Wie sehen denn die Winterbedingungen in deiner Region aus?


----------



## krniCat (5. Feb. 2017)

Danke René, die Links waren hilfreich, dann wird`s wohl ein Teich ohne Fische (vielleicht ein paar __ Goldfisch für die Kinder).
Im Winter hat es nur ein paar Minusgrade, maximal eine dünne Eisschicht. Wir haben als Technik folgendes vorgesehen: Oase FiltoClearset 30000, weil wir einen kleinen (ca. 3 m langen) Bachlauf planen. Zusätzlich einen SwimSkim 25 und ein Aquarium Fountainset 1000. Das sollte unserer Meinung nach für genügend klares und sauerstoffreiches Wasser, auch an heißen Tagen, reichen.
Hast du noch andere Ideen?

LG Ruth


----------



## Lion (5. Feb. 2017)

krniCat schrieb:


> Hallo Rene,
> danke für deine Frage; wir müssen in den Fels und das ist teuer.
> LG Ruth



hallo Ruth,
wie René schreibt, 1m Tiefe ist nicht viel aber
vieleicht kannst Du den Teich erhöhen und somit an Tiefe gewinnen !
dieses dürfte dann nicht sehr teuer sein oder ?
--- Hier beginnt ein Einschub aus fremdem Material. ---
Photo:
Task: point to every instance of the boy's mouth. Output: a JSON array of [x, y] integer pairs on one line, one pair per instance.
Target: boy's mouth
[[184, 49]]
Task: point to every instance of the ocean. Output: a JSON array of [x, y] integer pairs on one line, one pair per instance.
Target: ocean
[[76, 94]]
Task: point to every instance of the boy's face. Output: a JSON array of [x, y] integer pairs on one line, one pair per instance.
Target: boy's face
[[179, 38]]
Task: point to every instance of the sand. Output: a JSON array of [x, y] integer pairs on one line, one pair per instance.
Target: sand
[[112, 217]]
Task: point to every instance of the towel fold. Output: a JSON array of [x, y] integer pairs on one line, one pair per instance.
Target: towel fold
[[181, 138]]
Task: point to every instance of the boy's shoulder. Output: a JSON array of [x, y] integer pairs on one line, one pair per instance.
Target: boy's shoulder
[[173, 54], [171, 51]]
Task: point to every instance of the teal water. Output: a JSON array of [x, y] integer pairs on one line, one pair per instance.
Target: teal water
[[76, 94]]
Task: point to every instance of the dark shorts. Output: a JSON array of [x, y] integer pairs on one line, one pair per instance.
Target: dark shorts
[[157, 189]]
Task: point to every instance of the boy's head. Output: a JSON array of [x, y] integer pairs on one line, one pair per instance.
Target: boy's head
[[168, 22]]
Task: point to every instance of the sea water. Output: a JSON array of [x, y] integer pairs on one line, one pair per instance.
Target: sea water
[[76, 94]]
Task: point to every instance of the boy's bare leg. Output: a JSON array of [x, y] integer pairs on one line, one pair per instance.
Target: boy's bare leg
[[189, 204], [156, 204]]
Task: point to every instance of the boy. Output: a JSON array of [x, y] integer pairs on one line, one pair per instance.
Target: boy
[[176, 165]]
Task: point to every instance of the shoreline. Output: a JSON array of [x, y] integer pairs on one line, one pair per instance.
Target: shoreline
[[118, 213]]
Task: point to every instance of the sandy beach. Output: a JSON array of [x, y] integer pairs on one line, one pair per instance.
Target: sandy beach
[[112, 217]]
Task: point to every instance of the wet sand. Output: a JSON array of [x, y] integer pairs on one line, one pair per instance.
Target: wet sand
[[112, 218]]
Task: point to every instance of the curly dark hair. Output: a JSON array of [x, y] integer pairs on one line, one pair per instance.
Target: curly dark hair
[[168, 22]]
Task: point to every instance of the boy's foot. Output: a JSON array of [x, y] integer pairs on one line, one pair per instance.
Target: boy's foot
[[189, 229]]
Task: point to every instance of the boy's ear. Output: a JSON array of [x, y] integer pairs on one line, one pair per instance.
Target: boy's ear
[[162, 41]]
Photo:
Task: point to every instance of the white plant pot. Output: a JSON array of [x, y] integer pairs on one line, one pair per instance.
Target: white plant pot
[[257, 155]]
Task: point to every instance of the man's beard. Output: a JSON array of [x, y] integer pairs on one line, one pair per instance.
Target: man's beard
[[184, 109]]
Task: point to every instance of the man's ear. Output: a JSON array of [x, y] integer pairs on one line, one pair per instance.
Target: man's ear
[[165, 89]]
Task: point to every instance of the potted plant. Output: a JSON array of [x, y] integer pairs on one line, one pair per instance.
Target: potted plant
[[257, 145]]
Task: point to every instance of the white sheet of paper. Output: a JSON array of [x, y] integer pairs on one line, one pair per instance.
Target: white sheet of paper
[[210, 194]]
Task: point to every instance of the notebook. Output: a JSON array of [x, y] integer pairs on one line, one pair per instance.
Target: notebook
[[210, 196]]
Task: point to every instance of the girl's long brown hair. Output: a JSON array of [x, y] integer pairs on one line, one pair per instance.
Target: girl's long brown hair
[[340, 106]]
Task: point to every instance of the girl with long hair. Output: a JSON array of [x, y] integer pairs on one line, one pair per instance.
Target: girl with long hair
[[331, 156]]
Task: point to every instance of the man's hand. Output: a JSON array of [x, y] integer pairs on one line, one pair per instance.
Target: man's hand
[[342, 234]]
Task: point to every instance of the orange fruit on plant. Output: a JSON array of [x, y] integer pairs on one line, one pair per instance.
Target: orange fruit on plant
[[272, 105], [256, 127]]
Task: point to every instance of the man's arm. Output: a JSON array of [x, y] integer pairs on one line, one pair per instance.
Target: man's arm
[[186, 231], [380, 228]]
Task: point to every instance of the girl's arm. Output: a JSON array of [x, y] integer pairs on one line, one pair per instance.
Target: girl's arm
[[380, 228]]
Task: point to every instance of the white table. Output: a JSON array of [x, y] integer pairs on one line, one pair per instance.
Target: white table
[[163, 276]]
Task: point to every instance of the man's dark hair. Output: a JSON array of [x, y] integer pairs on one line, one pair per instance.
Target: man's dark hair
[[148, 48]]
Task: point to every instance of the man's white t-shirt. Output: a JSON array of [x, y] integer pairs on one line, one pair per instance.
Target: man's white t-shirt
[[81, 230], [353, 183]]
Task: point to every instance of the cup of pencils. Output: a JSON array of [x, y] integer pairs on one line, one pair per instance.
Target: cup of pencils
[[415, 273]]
Fotos als Info wären super.
LG. Leon


----------



## krniCat (5. Feb. 2017)

Hallo Leon,
Fotos gibt es noch nicht, weil wir erst im Stadium der Planung sind. Den Teich erhöhen geht leider nicht, sonst sind wir über dem Niveau der Terrasse. Das würde nicht so gut aussehen. Jetzt haben wir doch zwei Fotos gemacht. Wie man sieht, regnet es gerade. Zur Erklärung: Der Teich soll in diese Hausecke (abgesteckt durch die Schnüre) integriert werden. Über den Teich soll zum Eingang ein Holzsteg führen. Wir haben im Sommer ab Mittag Sonne bis ca. 19 Uhr. Wir überlegen auch eine Beschattung mit Hilfe von Sonnensegeln .

LG Ruth


----------



## Lion (5. Feb. 2017)

hallo Ruth,
sieht doch schonmal gut aus und das ganze wird den Garten ganz toll aufwerten.
Überlege doch bitte, ob Ihr nicht etwas tiefer gehen wollt, auch wenn es in Steinböden
viel mehr Arbeit ist, es lohnt sich, denn im Nachhinein ist es sehr schwierig und viel viel mehr Arbeit, wenn
man so etwas nachbessern will.  Es muß ja nicht die ganze Teichfläche auf diese Tiefe
gebracht werden, ich bevorzuge einen Stufenteich. 
Der Holzsteg und die Segel bieten Dir bereits eine gute Beschattung für den Teich
und evtl. auch für Euch. (Deine Terrasse)
Freue mich dann auf weitere Infos / Fotos und wünsche ein gutes Gelingen.
Beste Grüße
Léon


----------



## krniCat (5. Feb. 2017)

Hallo Léon,

Danke für die lieben Wünsche; werden den Tipp mit mehr Tiefe berücksichtigen, führt wohl kein Weg daran vorbei. Wir werden über unseren Fortschritt berichten.

LG Ruth


----------



## troll20 (5. Feb. 2017)

Hallo Ruth,


troll20 schrieb:


> Wie sehen denn die Winterbedingungen in deiner Region aus?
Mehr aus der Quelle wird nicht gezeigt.